Es wird behauptet, Sie seien der am meisten vernetzte Mensch auf der Welt.

Ja, laut Google (lacht).

Sie selbst bezeichnen sich als "Mindful Cyborg". Bei dem Begriff Cyborg denken wir an Mischwesen zwischen Roboter und Mensch. Sind Sie das?

Ein Cyborg ist ein lebender Organismus, der mit Technologie verbessert oder in seinen Funktionen erweitert wird. Ein Hund mit einem GPS-Halsband ist ein Cyborg. Ich selbst nenne mich "Mindful Cyborg", weil ich die Technologie achtsam nütze, um präsenter zu sein. Natürlich ist das Bild des Cyborgs mit Roboter-Bauteilen verständlicher. Man muss allerdings nicht einmal damit bestückt sein, um ein Roboter zu sein. Unser Verhalten lässt manche dazu werden, nicht unsere Zusammensetzung oder Applikationen.
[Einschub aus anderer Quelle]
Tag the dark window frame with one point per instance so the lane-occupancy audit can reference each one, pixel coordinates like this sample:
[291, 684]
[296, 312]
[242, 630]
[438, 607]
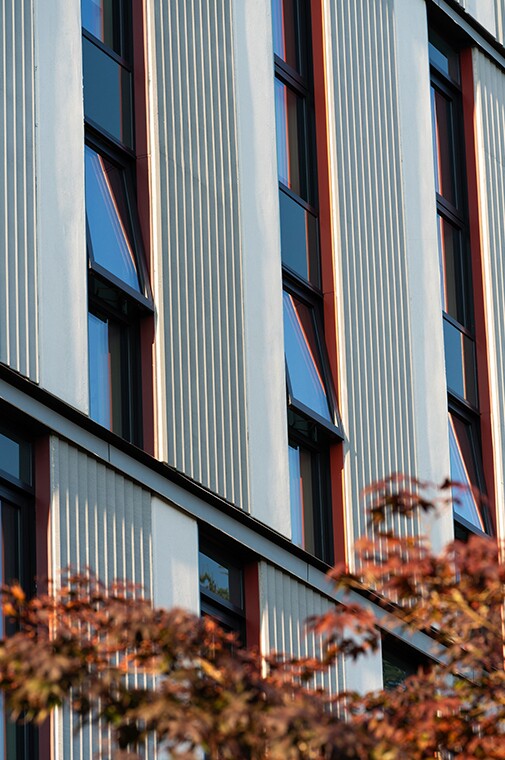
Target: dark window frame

Welche Hilfsmittel nützen Sie?

Zu Beginn habe ich nahezu an meinem ganzen Körper und meiner Kleidung Sensoren getragen, um etwa den Puls, die Körpertemperatur, die Herzrate oder die Atmung aufzuzeichnen und vieles, vieles mehr. Heute lebe ich minimalistisch und nütze nur die für mich wesentlichen Informationen wie Zeit, Ort und Tätigkeit. Darüber hinaus biometrische Daten wie Herzrate und Schlaf und Umwelteinflüsse wie Licht, Temperatur und Geräusche. Technologie erlaubt dir, dich zu verändern. Ob das zu Zerstörung oder zu Verhaltensmodifikationen führt, hängt von jedem selbst ab. Auf jeden Fall ist es nicht gut, nur die Masse zu sein. Ich will mich nicht korrigieren, sondern sein.

Wie ist es zu dieser Idee gekommen?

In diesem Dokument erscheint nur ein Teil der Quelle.